Проклятье, ему же от этого не больно! Может, даже легче!

Она вытянула руки над головой и ужом выскользнула из пуловера, расстегнула брюки, перебирая ногами, освободилась от них и нагишом прижалась к мужчине всем телом. Она не ощущала от этого большого волнения, потому что он был холодным, как уснувшая много дней назад рыба, но она растирала его, пока не заболели руки, и прижимала к себе, передавая тепло своих усилий от себя к нему, и, немного отдышавшись, повторяла это снова и снова. Пока она была занята этим, мужчина пришел в сознание и тут же задрожал снова; ей трудно было удерживать его, но она продолжала растирать. В этом не было ничего чувственного; только неутомимая борьба; она едва не протерла ему кожу до крови, пока не была вынуждена отдохнуть и согревать его своим потом.

Альтаир повторяла эту процедуру, пока либо сама не стала холодной, как он, либо он не согрелся, как она. Заметив это, она тяжело вздохнула, потом положила руку вокруг этого комка человеческого тепла и устроилась поуютнее, не ощущая даже малейшего намека на чувство вины.

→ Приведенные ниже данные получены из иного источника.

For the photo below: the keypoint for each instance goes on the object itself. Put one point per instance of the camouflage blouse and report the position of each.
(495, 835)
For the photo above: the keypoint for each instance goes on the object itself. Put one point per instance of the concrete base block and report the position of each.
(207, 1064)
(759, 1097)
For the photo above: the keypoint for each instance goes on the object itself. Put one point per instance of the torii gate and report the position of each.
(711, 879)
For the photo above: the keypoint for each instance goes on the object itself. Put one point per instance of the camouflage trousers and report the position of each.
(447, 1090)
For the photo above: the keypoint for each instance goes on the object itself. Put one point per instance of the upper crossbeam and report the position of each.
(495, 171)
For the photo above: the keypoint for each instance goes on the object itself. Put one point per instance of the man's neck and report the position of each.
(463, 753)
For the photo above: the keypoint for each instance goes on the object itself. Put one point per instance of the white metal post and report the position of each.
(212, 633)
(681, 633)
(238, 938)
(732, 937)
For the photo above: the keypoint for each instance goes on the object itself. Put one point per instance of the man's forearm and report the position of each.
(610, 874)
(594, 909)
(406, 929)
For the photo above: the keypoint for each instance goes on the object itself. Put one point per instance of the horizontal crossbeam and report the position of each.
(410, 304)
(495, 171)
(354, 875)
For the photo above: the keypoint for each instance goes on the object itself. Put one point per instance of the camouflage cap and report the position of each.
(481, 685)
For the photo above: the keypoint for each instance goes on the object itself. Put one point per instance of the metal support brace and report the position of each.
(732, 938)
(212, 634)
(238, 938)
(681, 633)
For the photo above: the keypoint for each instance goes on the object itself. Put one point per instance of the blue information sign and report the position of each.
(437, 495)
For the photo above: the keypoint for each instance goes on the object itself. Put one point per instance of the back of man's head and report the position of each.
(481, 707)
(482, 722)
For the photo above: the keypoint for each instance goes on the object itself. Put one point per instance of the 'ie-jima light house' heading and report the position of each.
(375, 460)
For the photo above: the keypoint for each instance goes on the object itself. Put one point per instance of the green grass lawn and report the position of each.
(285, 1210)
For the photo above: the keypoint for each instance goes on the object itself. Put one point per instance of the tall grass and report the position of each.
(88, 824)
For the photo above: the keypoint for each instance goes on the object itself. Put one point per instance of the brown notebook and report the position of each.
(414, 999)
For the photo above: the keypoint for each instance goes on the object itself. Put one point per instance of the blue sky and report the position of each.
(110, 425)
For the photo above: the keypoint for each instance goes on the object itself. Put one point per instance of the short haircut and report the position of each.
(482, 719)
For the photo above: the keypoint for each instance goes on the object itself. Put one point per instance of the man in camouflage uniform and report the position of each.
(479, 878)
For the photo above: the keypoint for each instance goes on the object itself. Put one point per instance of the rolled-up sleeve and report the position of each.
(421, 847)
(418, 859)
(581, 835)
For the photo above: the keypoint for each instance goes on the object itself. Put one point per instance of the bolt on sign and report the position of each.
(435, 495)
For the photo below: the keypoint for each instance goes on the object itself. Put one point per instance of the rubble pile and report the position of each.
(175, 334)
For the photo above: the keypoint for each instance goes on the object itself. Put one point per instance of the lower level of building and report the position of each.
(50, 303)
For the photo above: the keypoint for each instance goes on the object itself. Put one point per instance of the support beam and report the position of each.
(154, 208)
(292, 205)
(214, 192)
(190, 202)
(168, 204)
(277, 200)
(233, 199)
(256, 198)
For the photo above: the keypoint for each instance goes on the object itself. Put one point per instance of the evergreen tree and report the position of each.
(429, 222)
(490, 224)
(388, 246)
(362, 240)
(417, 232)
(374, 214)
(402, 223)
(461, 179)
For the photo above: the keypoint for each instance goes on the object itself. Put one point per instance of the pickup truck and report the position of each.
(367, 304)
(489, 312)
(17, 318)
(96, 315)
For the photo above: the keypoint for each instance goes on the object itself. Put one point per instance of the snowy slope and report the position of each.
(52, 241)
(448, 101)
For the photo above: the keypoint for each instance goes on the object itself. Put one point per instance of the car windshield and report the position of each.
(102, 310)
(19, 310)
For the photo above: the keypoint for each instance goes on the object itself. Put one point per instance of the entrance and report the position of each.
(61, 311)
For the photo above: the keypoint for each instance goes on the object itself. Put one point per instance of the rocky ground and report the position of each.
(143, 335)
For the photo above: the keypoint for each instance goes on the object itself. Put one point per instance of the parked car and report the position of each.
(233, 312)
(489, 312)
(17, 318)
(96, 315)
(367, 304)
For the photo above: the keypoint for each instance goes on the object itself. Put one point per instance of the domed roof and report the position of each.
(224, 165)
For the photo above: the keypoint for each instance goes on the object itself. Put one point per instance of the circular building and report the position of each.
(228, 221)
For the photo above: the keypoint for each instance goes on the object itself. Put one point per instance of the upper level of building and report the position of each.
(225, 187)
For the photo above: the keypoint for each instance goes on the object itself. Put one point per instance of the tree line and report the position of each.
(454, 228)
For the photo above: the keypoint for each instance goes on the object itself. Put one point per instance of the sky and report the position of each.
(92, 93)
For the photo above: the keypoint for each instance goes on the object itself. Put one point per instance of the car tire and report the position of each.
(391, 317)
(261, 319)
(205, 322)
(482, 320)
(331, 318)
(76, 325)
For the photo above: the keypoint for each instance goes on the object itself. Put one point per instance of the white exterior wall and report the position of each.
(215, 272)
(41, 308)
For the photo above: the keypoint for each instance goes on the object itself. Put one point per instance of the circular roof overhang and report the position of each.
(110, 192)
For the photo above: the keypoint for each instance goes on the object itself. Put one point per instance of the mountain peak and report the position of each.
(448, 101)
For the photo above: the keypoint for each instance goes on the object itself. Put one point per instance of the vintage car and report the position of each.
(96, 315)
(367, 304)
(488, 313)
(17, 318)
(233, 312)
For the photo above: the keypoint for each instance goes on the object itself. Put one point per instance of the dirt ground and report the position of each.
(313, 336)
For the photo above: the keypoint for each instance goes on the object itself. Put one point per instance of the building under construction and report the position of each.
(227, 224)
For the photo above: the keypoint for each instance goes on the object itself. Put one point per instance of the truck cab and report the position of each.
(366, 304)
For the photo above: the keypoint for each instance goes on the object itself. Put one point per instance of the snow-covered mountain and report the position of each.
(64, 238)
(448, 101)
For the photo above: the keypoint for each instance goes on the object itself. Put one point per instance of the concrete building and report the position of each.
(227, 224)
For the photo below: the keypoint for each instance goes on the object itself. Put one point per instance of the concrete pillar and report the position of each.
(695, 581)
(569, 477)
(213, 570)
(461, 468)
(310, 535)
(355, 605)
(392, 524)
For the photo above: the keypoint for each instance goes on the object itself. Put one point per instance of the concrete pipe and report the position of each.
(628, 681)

Позднее, после того, как она предаст его воде, он будет являться ей в снах, когда уже рыбы будут плавать в его глазницах и выедят из его мозга последние воспоминания о том, кем он был или почему умер. Но он не будет из-за этого являться к ней. Ее мать делала это некоторое время, пока однажды не приснилась ей во сне и дружески не отругала, как тогда, когда Альтаир плакала над котятами. Ты дура, Альтаир! Проклятая дура! Он умирает! Все, в конце концов, достается Дету. Люби жизнь и не переживай о смерти, и будь такой хорошей, какой можешь быть!

Альтаир набрала воздуху и тяжело вздохнула, потом еще больше расслабилась, как внутренне, так и телом. Она набросала воспоминания для своего выброшенного водой добра. Она думала о нем, как о сыне богатого купца, оступившегося в трудный час. Он приплыл с верховьев реки и здесь встретил свое несчастье.

Его отец и мать начнут розыски. Они найдут на рынке несколько его украшений, когда его кости уже будут лежать на дне гавани, под килями проплывающих кораблей. А она, Альтаир, будет стоять на причале и смотреть, как утонченные чужаки выходят на берег, и знать тайну, которую они разыскивают; она, непримечательная крыса канала, сохранит ее для себя и только будет смотреть, как эти люди в хороших одеждах выкладывают драгоценности в качестве награды за розыски этого богатого человека.